Example: The pedestrian maps in Bath, in keeping with the heritage background, also pedestrian friendly, so have key buildings on them, are “heads-up” (face the way they are looking), rather than being North represented at the top, and concentric rings to show how long it would take to walk to places.
Improve the space to be distinctive and aesthetically pleasing (including keeping streets attractive through use of shelter, vegetation, water, colours and creating mystery and intrigue to encourage use and keeping spaces playful. Also exploring how local people may take ownership and control over the look and feel of their local walkways and pavements).
Example: A water feature in a public space, playful and cooling for all ages. Nice, France.
To conclude, we mustn’t forget walking
Overall, though, there is no doubt that the research I have uncovered on the topic suggests walking gets forgotten about. Its seen as up to the individual to fulfil, as just something that happens, what is left over once we have provided for mobility in other modes. This view needs to change to ensure people stay connected to the things they love doing in local communities and neighbourhoods that are rich and diverse and full of people, opportunity and resource.
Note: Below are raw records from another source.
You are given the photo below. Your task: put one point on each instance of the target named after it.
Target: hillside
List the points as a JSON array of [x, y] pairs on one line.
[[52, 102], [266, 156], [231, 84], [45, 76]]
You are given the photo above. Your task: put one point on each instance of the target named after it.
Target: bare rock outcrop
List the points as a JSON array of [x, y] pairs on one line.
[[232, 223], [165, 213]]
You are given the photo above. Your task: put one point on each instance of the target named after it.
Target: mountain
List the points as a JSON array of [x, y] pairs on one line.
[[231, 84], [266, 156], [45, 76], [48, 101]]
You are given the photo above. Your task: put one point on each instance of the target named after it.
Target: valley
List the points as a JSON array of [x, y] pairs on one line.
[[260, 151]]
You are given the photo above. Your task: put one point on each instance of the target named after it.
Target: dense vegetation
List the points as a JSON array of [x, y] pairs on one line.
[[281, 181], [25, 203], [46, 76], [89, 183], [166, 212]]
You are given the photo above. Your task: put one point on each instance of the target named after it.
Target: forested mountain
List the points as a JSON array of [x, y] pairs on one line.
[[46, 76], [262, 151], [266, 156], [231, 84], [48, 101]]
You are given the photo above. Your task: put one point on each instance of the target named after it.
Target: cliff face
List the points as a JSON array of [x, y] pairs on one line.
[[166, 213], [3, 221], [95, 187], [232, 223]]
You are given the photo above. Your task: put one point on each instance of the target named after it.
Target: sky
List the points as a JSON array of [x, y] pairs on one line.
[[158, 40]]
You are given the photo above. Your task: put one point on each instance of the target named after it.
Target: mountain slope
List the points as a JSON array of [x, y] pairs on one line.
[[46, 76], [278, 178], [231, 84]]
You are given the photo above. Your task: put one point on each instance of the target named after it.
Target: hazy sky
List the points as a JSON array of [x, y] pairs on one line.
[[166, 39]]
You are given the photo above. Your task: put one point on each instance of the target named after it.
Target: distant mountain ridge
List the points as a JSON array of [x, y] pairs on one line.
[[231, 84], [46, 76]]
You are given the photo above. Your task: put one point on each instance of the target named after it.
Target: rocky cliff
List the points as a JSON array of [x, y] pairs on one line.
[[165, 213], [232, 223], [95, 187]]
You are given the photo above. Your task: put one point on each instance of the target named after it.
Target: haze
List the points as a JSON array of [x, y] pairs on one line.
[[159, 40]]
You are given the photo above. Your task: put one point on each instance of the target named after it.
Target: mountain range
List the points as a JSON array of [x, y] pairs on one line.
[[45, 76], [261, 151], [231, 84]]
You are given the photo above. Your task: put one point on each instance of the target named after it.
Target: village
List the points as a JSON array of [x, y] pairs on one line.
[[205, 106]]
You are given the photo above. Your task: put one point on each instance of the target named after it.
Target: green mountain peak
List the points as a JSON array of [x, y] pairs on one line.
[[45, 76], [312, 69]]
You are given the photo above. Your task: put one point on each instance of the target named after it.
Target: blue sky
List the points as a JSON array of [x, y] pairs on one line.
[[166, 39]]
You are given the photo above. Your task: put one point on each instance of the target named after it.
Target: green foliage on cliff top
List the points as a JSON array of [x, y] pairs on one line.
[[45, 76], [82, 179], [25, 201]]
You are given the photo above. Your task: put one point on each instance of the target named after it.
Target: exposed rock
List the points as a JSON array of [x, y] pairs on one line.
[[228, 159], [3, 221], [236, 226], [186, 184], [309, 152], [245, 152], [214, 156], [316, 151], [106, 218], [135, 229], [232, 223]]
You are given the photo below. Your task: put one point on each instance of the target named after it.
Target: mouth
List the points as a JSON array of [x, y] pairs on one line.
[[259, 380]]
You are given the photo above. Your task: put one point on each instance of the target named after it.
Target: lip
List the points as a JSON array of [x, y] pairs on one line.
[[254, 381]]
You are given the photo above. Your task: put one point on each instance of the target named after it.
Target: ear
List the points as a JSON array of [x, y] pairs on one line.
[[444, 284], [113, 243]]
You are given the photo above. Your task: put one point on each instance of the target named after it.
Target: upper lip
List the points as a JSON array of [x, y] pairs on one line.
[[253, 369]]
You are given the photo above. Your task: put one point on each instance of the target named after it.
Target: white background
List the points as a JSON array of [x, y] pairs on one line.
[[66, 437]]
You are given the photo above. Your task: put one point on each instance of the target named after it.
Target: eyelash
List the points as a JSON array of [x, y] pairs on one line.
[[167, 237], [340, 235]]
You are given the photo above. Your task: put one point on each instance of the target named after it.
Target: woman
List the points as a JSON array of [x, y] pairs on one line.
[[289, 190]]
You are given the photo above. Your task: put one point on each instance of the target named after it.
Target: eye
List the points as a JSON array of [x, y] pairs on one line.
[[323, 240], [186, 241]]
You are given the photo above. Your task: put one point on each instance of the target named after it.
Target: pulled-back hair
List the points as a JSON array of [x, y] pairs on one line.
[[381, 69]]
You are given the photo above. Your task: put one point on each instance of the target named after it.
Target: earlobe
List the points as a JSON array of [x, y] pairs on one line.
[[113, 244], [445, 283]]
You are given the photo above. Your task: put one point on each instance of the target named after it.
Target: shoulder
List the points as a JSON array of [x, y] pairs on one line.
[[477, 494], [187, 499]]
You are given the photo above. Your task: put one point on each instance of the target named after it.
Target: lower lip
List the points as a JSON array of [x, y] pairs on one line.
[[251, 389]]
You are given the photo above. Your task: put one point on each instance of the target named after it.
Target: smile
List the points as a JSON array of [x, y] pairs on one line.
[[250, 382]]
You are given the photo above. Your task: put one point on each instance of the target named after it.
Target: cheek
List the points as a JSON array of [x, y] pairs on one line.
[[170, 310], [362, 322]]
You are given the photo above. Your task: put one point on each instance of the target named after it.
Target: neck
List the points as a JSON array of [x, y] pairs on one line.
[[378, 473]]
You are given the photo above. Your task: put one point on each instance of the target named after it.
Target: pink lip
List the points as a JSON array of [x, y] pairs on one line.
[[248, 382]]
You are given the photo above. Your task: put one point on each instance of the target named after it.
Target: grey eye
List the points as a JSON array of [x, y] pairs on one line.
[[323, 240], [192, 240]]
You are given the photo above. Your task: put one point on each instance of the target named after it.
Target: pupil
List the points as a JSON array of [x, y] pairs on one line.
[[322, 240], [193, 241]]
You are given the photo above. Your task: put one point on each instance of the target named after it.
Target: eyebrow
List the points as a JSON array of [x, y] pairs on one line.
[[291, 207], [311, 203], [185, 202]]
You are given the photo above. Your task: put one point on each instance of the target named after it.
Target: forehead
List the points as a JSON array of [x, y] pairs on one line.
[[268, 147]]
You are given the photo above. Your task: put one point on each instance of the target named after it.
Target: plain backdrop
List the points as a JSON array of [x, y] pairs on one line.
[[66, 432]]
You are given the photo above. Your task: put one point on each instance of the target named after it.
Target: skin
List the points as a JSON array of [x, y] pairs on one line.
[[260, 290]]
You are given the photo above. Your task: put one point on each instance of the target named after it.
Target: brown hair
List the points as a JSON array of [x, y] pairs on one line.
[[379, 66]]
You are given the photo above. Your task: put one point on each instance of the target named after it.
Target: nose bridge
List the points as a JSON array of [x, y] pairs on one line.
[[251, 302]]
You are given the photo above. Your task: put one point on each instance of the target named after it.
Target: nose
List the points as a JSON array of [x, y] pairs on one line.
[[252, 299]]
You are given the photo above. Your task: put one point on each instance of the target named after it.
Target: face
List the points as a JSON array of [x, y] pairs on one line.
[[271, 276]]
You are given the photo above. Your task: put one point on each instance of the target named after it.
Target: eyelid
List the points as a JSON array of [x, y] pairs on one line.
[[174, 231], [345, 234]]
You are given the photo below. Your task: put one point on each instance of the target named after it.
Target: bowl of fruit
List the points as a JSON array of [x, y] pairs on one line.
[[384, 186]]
[i] Musselwhite, C. (2012) Designing Public Space for an Ageing Population: Improving Pedestrian Mobility for Older People. Bingley: Emerald Publishing.
[ii] Solnit, R. (2001) Wanderlust: A History of Walking. London: Verso.
[iii] Bourdieu, P. (1986), ‘The Forms of Capital’, in Richardson, J.G. ed., Handbook of Theory and Research for the Sociology of Education, New York: Greenwood.
[iv] Appleyard, D. and Lintell, M. (1970) Environmental quality of city streets. Berkeley: Institute of Urban & Regional Development.[v] NICE Guidelines (2012) Physical activity: walking and cycling: Public health guideline [PH41]. Available at https://www.nice.org.uk/guidance/ph41
[vi] Musselwhite C. (2018) Mobility in Later Life and Wellbeing. In: Friman M., Ettema D., Olsson L.E. (eds) Quality of Life and Daily Travel. Applying Quality of Life Research (Best Practices). Springer: Cham.
[vii] Musselwhite, C. and Haddad, H. (2012) Mobility, accessibility and quality of later life, Quality in Ageing and Older Adults, Vol. 11 No. 1, pp. 25-37.